NFS at Scale for AI Workloads
Scale Network File System for AI training and inference using managed cloud services, pNFS parallelism, and hybrid tiering strategies.
NFS for AI: Practical Reality
NFS is the simplest shared file system to deploy and is universally supported. While it cannot match the raw throughput of Lustre or BeeGFS, modern managed NFS services have significantly improved performance and can serve many AI workloads, especially inference, model serving, and smaller-scale training.
Cloud-Managed NFS Options
| Service | Max Throughput | Max IOPS | Best For |
|---|---|---|---|
| Amazon EFS | 20+ GB/s (elastic) | 500K+ (elastic) | Kubernetes AI workloads |
| Google Filestore | 16 GB/s (Enterprise) | 480K | Vertex AI, GKE ML |
| Azure NetApp Files | 4.5 GB/s per volume | 450K | Azure ML, HPC |
| AWS FSx for NetApp ONTAP | 4 GB/s | 160K | Multi-protocol AI environments |
Optimizing NFS for ML Data Loading
# Optimized NFS mount for AI training data reads mount -t nfs4 -o \ nfsvers=4.1,\ rsize=1048576,\ wsize=1048576,\ hard,\ timeo=600,\ retrans=2,\ noresvport,\ async \ fs-12345.efs.us-east-1.amazonaws.com:/ /mnt/training-data # Key options explained: # rsize/wsize=1MB: Maximum read/write block size # hard: Retry indefinitely (prevents training job crashes) # async: Allows buffered writes for checkpoint performance
pNFS: Parallel NFS
Parallel NFS (pNFS) extends NFS 4.1 to support parallel data access. The metadata server provides layout information so clients can read data directly from multiple storage devices simultaneously, similar to how Lustre striping works.

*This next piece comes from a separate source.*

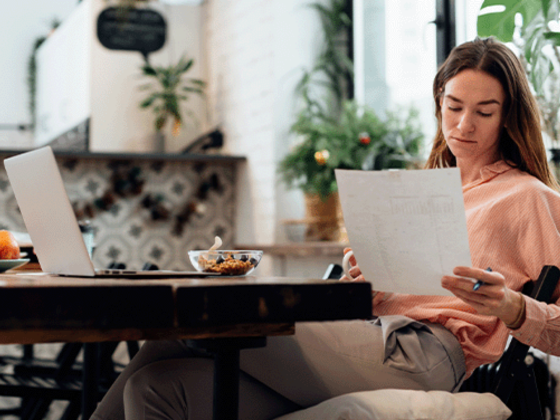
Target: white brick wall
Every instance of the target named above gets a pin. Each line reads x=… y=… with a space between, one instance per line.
x=256 y=49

When to Choose NFS vs Parallel File Systems
Choose NFS When
Workloads need less than 10 GB/s aggregate throughput, teams want zero operational overhead with managed services, or inference serving needs simple shared model storage.
Avoid NFS When
Training jobs need more than 20 GB/s throughput, workloads involve millions of small files, or checkpoint writes from hundreds of processes create metadata storms.